There is no time to lose in the fight to end hunger and obesity
World Food Day “Our Actions are our future. A zero hunger world by 2030 is possible,” is the slogan for World Food Day 2018.”
We reap what we sow. In many cultures, this ancient proverb is a warning about what happens to people who behave badly. It also offers an encouraging message, nudging us to prepare well for a positive harvest.
There are only 12 years left to deliver on the international community’s pledge to eradicate hunger by 2030, a cardinal objective of the Sustainable Development Agenda. There is no time to lose.
Undernourishment has risen year on year since 2014
Sadly, the number of people suffering undernourishment has risen to 821 million in 2017. This is the third year increase in a row after a decade of decline. Conflict and climate change impacts, which take their heaviest toll on rural communities, are the main reason for this situation. About 60% of the world’s hungry, and an even more intolerable 75% of stunted children, live in countries affected by conflict.
Building the resilience of poor rural communities and family farmers is key to eradicating hunger, and peace is, too.
Investment is needed to improve the links between field and plate
We need policies to spur more private-sector investments in agriculture and rural development, to boost social protection programmes for the vulnerable, and to optimise links between food producers and consumers.
We need science and innovation to find the best seeds, to save precious water resources and to protect biodiversity. The adoption of climate-smart practices is also central to making sure our food systems are able to adapt to climate change and contribute to its mitigation.
We also need to reduce food loss and waste, which affects one third of all the food produced worldwide and carries an estimated annual global bill of $2.6 trillion a year.
672 million people classed ‘obese’ in 2016
World Food Day is not just about making sure people have access to enough calories. Healthy lives require much better nutrition than we currently enjoy. In 2016, 2.6 billion people were overweight - 672 million of them were obese (13.2% of the global population). If governments and the private sector do not take serious, coordinated actions on this issue, we may soon have more obese than undernourished people in the world.
Furthermore, childhood overweight affected 38 million children under five years of age, with Africa and Asia representing 25% and 46% of the global total, respectively. The problem of obesity is most significant in North America, but it is worrying that even Africa and Asia are also experiencing an upward trend. Eight of the 20 countries in the world with the fastest rising rates of adult obesity are in Africa. We are witnessing the globalisation of obesity.

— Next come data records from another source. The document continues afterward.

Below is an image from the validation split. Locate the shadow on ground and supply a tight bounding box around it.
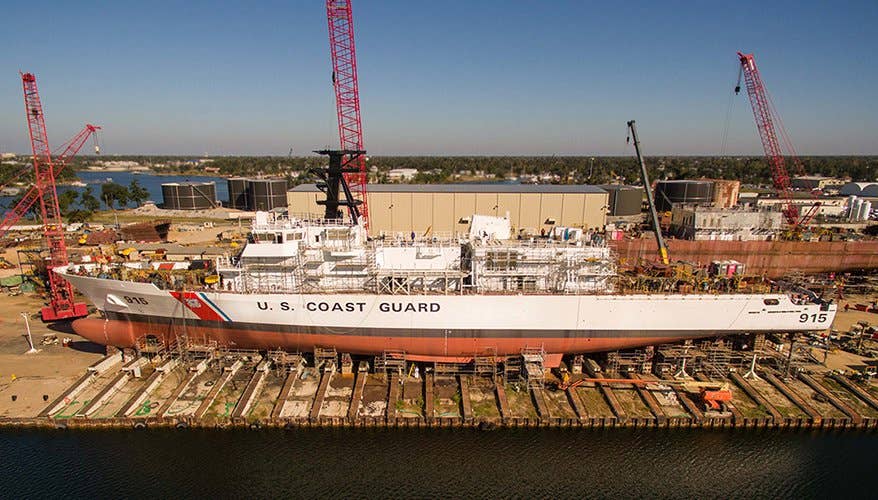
[67,340,107,354]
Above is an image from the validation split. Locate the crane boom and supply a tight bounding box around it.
[0,123,101,238]
[326,0,369,227]
[21,73,88,321]
[628,120,670,265]
[735,52,819,228]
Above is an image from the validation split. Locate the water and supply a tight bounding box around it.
[0,429,878,498]
[0,171,229,214]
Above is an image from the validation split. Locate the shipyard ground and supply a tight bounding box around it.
[0,295,878,429]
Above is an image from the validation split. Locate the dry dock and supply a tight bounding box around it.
[0,344,878,429]
[0,296,878,429]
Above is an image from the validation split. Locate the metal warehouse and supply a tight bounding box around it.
[287,184,608,235]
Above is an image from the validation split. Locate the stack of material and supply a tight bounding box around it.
[119,220,171,241]
[80,229,119,245]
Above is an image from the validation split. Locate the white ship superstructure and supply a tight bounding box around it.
[59,213,836,359]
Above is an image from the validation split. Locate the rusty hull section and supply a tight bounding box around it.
[610,238,878,278]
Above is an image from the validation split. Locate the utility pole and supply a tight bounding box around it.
[21,313,40,354]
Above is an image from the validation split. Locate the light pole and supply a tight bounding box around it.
[21,313,40,354]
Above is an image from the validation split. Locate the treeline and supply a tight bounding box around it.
[4,179,149,222]
[65,156,878,186]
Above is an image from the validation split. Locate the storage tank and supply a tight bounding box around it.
[857,199,872,221]
[847,195,860,221]
[713,179,741,208]
[250,179,287,210]
[655,180,713,212]
[162,182,217,210]
[226,177,251,210]
[599,184,643,217]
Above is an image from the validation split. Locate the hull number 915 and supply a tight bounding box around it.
[799,313,826,323]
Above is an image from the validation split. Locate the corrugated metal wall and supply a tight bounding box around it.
[287,191,608,235]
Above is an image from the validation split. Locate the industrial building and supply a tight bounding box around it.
[671,205,783,241]
[655,180,713,212]
[838,182,878,198]
[162,182,218,210]
[598,184,643,218]
[287,184,609,235]
[227,177,287,211]
[756,197,846,217]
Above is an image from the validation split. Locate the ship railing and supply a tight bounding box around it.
[371,231,462,248]
[472,237,608,248]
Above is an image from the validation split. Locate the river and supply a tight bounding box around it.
[0,171,229,213]
[0,429,878,499]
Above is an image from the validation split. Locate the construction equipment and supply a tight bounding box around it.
[326,0,369,227]
[735,52,820,229]
[21,73,88,321]
[0,123,101,238]
[628,120,670,265]
[556,377,732,411]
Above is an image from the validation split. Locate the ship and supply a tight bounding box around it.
[60,150,836,366]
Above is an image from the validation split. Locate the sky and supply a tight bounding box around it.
[0,0,878,156]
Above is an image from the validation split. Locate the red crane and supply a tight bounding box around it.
[0,123,101,238]
[735,52,820,229]
[21,73,88,321]
[326,0,369,227]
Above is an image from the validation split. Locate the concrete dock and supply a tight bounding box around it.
[0,346,878,429]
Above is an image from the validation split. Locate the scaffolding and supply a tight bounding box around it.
[314,346,338,373]
[607,346,655,374]
[520,347,546,389]
[374,350,406,377]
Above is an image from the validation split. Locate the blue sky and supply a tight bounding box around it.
[0,0,878,155]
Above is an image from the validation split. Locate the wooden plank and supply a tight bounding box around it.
[232,370,268,418]
[566,387,588,420]
[386,372,399,420]
[530,387,552,419]
[195,365,238,418]
[271,370,298,418]
[39,372,95,417]
[628,373,666,424]
[763,373,823,424]
[80,372,131,417]
[424,373,436,422]
[457,375,473,422]
[729,372,784,424]
[156,372,198,417]
[799,373,863,425]
[310,371,335,420]
[597,382,628,422]
[671,385,704,423]
[829,374,878,410]
[348,370,369,422]
[494,378,512,418]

Consumer-focused campaigns help prevent food waste
Happily, support for doing the right thing is growing. Indeed, a pilot project by a supermarket in Britain found exceptional, 14-fold returns to investments in reducing food loss and waste. Clever campaigns promoting “ugly” fruit and vegetables - a ridiculous description of nature’s bounty – are winning the hearts and minds of many of us in our everyday lives.
Let us spread the word about the new mind-set: adopting healthy diets and preserving our natural resources are essential for a more sustainable world. We can make it happen.